A sample-collecting device called a rosette is lowered into the ocean off the coast of Antarctica. View larger. (Credit: Lollie Garay/U. Michigan)
“We believe that significant differences in the environmental conditions at each pole and unique selection mechanisms in the Arctic and Southern oceans are at play in controlling surface and deep-ocean community structure,” says Alison Murray, leader of the international team and an associate research professor at the Desert Research Institute in Reno, Nevada.
The team report their findings in the Proceedings of the National Academy of Sciences.
Kevin Bakker, a graduate student in the University of Michigan department of ecology and evolutionary biology, is a co-author of the paper. Bakker previously conducted molecular and microbial marine science off the coast of Antarctica while working at the University of Georgia.
The scientists found that the differences between the two poles were most pronounced in the microbial communities sampled from the coastal regions, which is “likely a result of the significant differences in freshwater sourcing to the two polar oceans,” says Jean-François Ghiglione, first author of the report and research professor at the French Microbial Oceanography Laboratory.
In the Southern Ocean, glacial melt water accounts for most of the freshwater that flows into the system, Ghiglione says. In contrast, the Arctic Ocean receives much bigger pulses of freshwater from several large river systems with huge continental drainage basins, in addition to glacial melt water.
While the surface microbial communities appear to be dominated by environmental selection, the deep ocean communities are more constrained by historical events and connected through oceanic circulation, providing evidence for biogeographically defined communities in the global ocean.

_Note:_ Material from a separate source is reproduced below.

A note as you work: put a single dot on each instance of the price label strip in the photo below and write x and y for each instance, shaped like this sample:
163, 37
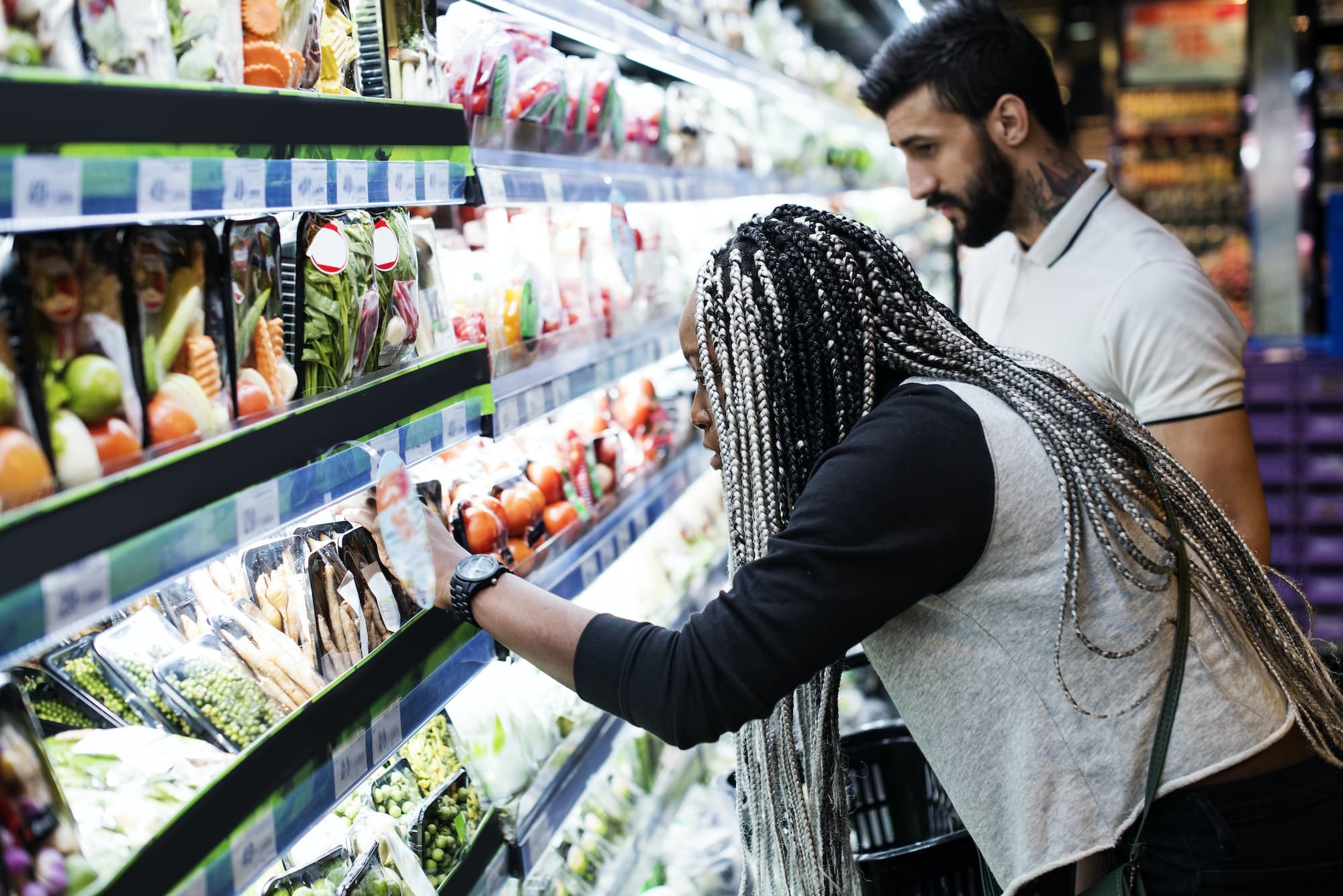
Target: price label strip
48, 187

“Neither latitude nor temperature drove the composition of the surface bacterial communities directly. Rather, short-term effects such as seasonal river input or melting glaciers shaped community composition,” says Bakker. “In contrast, it seems like the deep oceans are driven more by long-term changes.”
Scientists compared 20 samples from the Southern Ocean against 24 samples from the Arctic Ocean taken from both surface and deep-water sites. They also included an additional 48 samples from Earth’s lower latitudes to investigate the polar signal in global marine bacterial biogeography.
The researchers specifically compared samples from coastal and open oceans and between winter and summer seasons to test whether or how environmental conditions and dispersal patterns shape microbial communities in the polar oceans.
Samples were processed and analyzed by the International Census of Marine Microbes using an identical approach based on pyrosequencing and involving more than 800,000 sequences from each of the 92 samples.
“Our analyses identified a number of key organisms in both poles in the surface and deep-ocean waters that are important in driving the differences between the communities,” Murray says. “Still, further research is needed to address the ecological and evolutionary processes that underlie these unique patterns.”
“The collective energies required to bring this study to fruition was remarkable,” Murray says. “By using similar strategies and technologies in sample collection through next-generation sequencing, we have a highly comparable, unprecedented data set that for the first time has allowed us to take an in-depth look across a large number of samples into the similarities of the microbial communities between the two polar oceans.”
The collaboration involved scientists from Canada, France, New Zealand, Spain, Sweden, and the US.
The project was made possible through the International Polar Year, the Sloan Foundation’s Census of Marine Life Program, and the International Census of Marine Microbes. In addition, the national polar research programs from each of the six contributing nations, including the US National Science Foundation, supported field expeditions.